In working together and partnering with other organizations, agency leaders, communities, and leading experts, we believe Kansas can be the best state to raise and be a child. But we have work to do to realize this vision.
Every Kansas kid – from birth to elementary school – should have access to high-quality early education, nurturing places and spaces, and routine health care. These investments in the early years create a rock-solid foundation for growth and development that lasts a lifetime.
The decisions and investments we make today determine whether Kansas kids have that foundation and are able to build upon it in decades to come. KAC also recognizes that we can’t achieve our vision of making Kansas the best place to raise and be a child without tackling the legacies of unfairness created by systemic racism, resulting in disparities seen in a broad range of indicators – from children’s health insurance coverage to infant mortality and from high-quality early care to achievement gaps seen in elementary years.
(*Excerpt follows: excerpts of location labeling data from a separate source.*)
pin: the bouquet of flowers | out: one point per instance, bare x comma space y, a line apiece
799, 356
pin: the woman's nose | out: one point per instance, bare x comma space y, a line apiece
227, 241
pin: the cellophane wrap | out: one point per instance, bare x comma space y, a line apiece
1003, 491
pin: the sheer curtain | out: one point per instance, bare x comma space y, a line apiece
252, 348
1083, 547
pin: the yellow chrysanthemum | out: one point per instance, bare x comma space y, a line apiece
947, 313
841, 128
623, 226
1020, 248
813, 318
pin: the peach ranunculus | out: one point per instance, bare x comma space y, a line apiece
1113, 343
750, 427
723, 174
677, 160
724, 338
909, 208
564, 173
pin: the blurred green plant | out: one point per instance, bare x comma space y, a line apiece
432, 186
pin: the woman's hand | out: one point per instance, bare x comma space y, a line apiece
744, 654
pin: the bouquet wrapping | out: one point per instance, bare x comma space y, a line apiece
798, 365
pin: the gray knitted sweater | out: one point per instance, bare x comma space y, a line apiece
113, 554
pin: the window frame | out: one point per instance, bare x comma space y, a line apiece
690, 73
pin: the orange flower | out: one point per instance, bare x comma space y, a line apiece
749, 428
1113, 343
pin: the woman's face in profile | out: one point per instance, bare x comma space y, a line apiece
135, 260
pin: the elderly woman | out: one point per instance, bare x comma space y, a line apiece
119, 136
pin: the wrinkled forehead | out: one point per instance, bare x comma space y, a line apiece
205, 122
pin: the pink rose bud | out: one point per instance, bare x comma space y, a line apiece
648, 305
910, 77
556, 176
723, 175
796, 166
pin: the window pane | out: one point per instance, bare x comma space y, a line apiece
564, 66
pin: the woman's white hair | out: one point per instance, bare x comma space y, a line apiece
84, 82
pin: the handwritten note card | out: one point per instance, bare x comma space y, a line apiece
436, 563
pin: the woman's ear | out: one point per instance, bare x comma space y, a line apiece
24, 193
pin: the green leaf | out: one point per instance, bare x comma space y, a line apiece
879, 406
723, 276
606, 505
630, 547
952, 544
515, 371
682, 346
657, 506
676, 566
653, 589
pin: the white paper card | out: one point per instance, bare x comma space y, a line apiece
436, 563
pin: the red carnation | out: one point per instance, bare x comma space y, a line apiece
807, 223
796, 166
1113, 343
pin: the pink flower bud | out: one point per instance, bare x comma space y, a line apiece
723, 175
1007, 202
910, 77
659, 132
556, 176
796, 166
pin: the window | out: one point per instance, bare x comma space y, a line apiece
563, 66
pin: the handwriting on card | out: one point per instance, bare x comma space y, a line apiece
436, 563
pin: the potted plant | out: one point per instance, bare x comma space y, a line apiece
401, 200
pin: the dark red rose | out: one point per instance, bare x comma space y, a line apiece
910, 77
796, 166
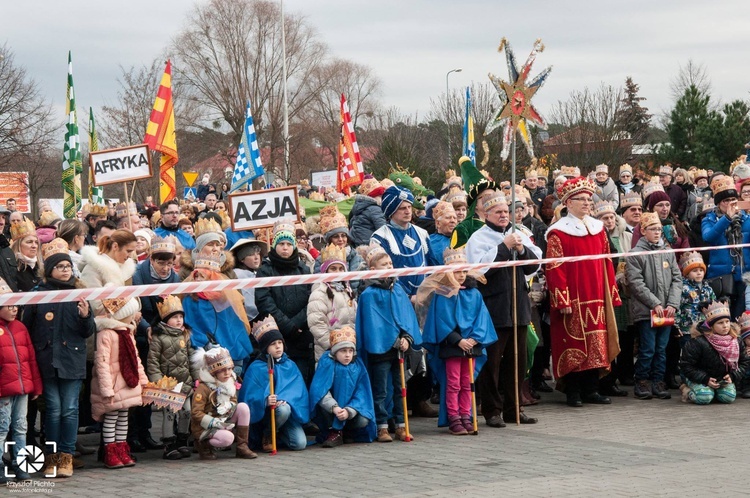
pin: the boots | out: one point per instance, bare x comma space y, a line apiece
182, 445
205, 450
112, 456
243, 450
65, 467
123, 451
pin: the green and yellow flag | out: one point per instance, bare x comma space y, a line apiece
71, 177
96, 194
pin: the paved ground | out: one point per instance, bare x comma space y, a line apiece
632, 448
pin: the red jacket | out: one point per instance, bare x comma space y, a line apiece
19, 373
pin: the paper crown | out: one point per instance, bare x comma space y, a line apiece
218, 359
344, 334
631, 199
208, 262
690, 261
98, 210
206, 225
603, 207
264, 326
650, 188
169, 306
21, 229
716, 311
649, 219
166, 245
54, 246
454, 256
575, 186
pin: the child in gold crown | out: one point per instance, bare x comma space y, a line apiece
215, 410
169, 355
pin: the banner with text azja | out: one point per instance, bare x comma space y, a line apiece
120, 165
262, 208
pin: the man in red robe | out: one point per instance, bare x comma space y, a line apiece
582, 296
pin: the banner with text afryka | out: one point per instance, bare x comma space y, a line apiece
262, 208
120, 165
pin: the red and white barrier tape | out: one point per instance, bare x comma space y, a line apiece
24, 298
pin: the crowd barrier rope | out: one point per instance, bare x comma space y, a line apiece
111, 292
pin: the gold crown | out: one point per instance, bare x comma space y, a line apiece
455, 256
167, 244
575, 186
333, 253
54, 246
262, 327
218, 359
344, 334
649, 219
207, 262
169, 306
21, 229
716, 311
206, 225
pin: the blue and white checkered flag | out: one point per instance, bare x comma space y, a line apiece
248, 166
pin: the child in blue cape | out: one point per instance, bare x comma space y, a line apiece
340, 393
386, 327
290, 397
458, 326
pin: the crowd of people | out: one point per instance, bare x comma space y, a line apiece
329, 363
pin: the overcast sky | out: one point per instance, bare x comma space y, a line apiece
411, 44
Informed by KIDS COUNT data, we have a clear view of the challenges and opportunities ahead. It’s time to seize the opportunity. The fact of the matter is the science is shouting at us: Early education shows clear benefits decades later. Data also tells us what’s at stake when we don’t get a jump start. When not connected to high quality early care and education, kids at-risk for adverse childhood experiences are:
- 25% more likely to drop out;
- 40% more likely to be a teen parent;
- 50% more likely to be placed in special education;
- 60% more likely to not attend college; and
- 70% more likely to be arrested for a violent crime.
To be clear, kindergarten is starting after the buzzer. Kids who have the benefit of high-quality early care and learning show greater mental and social growth than kids who don’t. Interventions for older children work, but they take longer and cost more.
The last two years have seen promising commitments to Kansas kids during legislative sessions and more work remains. We look forward to partnering with lawmakers in the legislative biennium to leverage all the resources Kansas has available for kids and families to continue pursuit of the vision to make Kansas the best state to raise – and be – a kid.
(Annie McKay is the president and CEO of Kansas Action for Children. This entry is adapted from a Jan. 17, 2019, informational briefing for the Kansas House Committee on Children and Seniors.)